Homestead Exemption Planning: In Florida, the homestead exemption provides strong protection for primary residences against creditor claims. we advise on how to structure ownership of personal and business properties to maximize this protection.
Liability Limitation: We draft contracts, leases, and other legal documents that limit the business's liability and protect the owner's personal assets from business debts.
Layering: Our most effective asset protection plans involve layering protection through the use of multiple entities. For example, we might advise a client with high exposure to liability to create a separate LLC for each investment property he owns, and then create a family partnership to hold his ownership interest in all the other entities. The family partnership and LLC structures each provide asset protection on their own, yet can provide much stronger asset protection when combined properly.
3. Tax Planning
Tax-Efficient Structures: We collaborate with tax advisors to structure your business in a way that minimizes tax liabilities, both at the state and federal levels. This includes planning for income taxes, capital gains taxes, and estate taxes.
Avoiding Double Taxation: For businesses considering incorporation, we can advise on strategies to avoid double taxation, such as electing S-Corp status or utilizing pass-through entities like LLCs.

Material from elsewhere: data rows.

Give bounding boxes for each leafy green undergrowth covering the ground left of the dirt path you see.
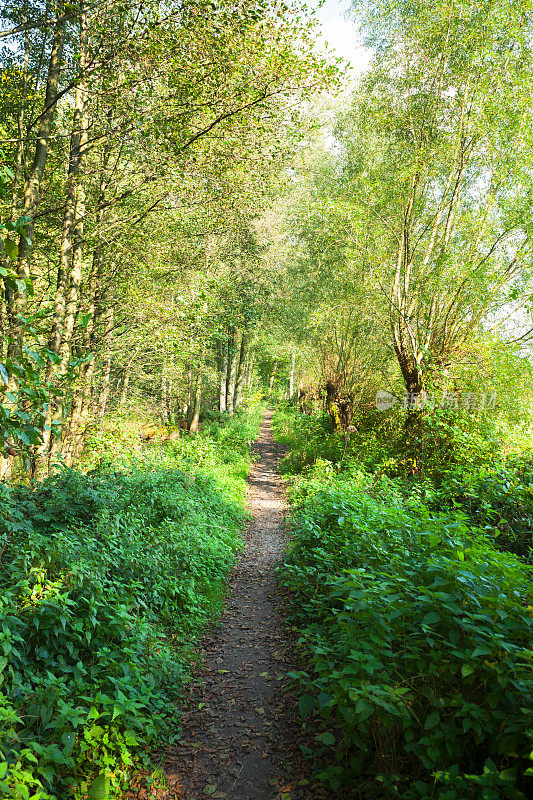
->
[0,410,260,800]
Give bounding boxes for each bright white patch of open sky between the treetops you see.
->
[309,0,371,78]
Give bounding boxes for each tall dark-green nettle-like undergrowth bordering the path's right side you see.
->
[276,413,533,800]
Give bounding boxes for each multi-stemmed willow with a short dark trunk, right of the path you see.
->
[340,2,531,404]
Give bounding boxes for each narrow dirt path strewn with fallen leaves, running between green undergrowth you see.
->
[162,412,324,800]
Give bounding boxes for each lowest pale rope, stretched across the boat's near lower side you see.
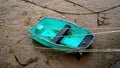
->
[0,43,120,52]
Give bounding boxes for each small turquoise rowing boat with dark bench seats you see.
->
[29,17,95,53]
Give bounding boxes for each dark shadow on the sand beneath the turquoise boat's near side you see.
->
[32,40,92,61]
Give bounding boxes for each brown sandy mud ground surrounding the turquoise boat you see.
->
[0,0,120,68]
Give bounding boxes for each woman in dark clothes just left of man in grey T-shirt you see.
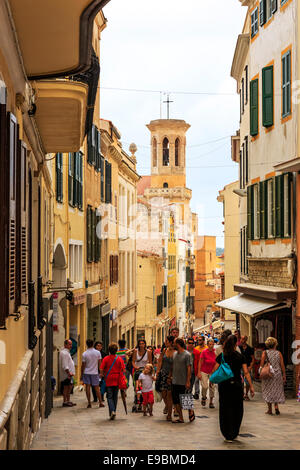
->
[155,335,175,421]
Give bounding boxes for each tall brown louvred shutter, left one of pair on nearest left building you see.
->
[8,113,18,314]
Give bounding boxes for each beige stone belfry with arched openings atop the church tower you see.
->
[147,119,190,188]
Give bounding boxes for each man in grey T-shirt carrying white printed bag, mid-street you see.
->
[170,338,195,423]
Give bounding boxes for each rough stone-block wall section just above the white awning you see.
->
[248,258,295,288]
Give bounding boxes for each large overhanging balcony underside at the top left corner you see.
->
[7,0,109,80]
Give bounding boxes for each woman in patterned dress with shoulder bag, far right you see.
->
[260,337,286,415]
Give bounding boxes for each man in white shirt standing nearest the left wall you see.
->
[59,339,76,406]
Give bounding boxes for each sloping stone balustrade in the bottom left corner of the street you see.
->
[0,327,46,450]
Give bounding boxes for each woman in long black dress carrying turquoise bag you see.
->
[213,335,254,442]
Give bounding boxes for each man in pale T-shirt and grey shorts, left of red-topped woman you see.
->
[81,339,104,408]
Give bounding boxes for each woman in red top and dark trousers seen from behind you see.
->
[100,343,125,420]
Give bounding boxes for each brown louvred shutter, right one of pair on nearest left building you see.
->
[16,140,27,306]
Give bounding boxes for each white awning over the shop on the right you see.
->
[216,294,282,315]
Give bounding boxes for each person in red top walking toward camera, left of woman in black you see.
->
[198,338,216,408]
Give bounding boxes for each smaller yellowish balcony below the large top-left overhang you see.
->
[34,80,89,153]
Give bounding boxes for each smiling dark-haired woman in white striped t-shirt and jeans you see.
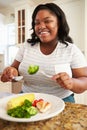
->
[1,3,87,102]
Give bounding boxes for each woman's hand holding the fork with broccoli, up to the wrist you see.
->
[52,72,73,90]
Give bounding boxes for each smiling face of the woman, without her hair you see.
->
[34,9,58,43]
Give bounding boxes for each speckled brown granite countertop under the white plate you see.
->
[0,102,87,130]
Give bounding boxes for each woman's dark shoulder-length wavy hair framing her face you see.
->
[27,3,73,45]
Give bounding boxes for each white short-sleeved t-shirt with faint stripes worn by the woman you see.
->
[16,43,87,98]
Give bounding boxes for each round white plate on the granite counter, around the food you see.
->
[0,93,65,122]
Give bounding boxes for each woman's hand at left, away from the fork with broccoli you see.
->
[1,67,18,82]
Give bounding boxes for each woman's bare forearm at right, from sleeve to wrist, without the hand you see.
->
[71,67,87,93]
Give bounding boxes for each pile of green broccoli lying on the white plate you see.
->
[7,99,38,118]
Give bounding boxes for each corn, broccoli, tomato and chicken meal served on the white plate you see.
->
[7,93,51,118]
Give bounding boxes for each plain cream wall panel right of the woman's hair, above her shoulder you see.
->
[56,0,85,51]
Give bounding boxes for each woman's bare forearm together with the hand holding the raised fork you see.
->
[52,67,87,93]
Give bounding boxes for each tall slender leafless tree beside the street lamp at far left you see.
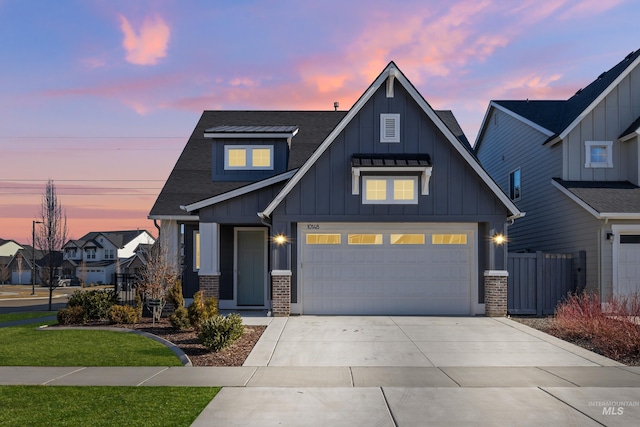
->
[33,179,67,310]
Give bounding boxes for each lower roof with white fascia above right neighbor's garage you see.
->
[552,178,640,219]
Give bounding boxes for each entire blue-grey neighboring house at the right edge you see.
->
[475,50,640,299]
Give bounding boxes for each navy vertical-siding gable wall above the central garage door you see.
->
[274,84,508,226]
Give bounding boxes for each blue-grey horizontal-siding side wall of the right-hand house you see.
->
[478,109,602,289]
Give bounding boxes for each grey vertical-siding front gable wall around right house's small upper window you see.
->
[561,67,640,184]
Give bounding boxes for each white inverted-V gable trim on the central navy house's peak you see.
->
[258,61,524,219]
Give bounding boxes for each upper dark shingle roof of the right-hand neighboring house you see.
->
[493,49,640,140]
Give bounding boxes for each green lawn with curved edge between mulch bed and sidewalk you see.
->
[0,324,181,368]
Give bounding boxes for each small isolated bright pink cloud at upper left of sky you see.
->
[120,15,171,65]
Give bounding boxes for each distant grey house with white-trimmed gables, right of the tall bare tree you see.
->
[62,230,155,284]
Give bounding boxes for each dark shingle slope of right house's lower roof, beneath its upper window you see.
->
[554,178,640,213]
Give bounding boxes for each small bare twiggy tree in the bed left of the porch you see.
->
[139,232,180,322]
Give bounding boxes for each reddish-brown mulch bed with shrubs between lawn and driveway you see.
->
[131,317,267,366]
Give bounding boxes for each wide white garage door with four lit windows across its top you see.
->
[299,223,477,315]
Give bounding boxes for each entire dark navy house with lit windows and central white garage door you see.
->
[149,62,522,315]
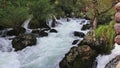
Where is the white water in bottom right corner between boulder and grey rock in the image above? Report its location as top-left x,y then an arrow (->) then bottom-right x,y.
97,44 -> 120,68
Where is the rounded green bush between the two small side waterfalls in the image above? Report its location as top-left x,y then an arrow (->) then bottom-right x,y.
30,0 -> 53,22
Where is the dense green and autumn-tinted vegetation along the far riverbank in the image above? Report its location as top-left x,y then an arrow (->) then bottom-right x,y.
0,0 -> 115,28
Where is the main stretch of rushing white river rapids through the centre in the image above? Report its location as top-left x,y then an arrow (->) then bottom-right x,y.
0,19 -> 89,68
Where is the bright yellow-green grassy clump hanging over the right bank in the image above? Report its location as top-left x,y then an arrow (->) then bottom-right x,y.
95,21 -> 115,53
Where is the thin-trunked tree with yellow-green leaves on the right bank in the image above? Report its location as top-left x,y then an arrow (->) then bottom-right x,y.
90,0 -> 115,29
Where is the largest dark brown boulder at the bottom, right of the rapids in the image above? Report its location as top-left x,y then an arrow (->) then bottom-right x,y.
59,45 -> 95,68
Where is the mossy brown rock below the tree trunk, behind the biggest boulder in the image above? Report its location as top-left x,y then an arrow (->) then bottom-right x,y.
78,31 -> 113,54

4. Integration of Business and Estate Planning
Business Succession Planning: We create a detailed succession plan to ensure that your business continues smoothly in the event of the owner's retirement, incapacity, or death. This can include buy-sell agreements, trusts, or transferring ownership to family members or key employees.
Estate Planning Integration: By integrating business interests into the owner’s estate plan, we ensure that your business and personal assets are aligned for tax efficiency and asset preservation. This might involve creating living trusts, gifting strategies, or charitable planning.
Minimizing Estate Taxes: We help clients structure their estates to minimize estate taxes and ensure that as much of the business's value as possible is preserved for heirs or successors.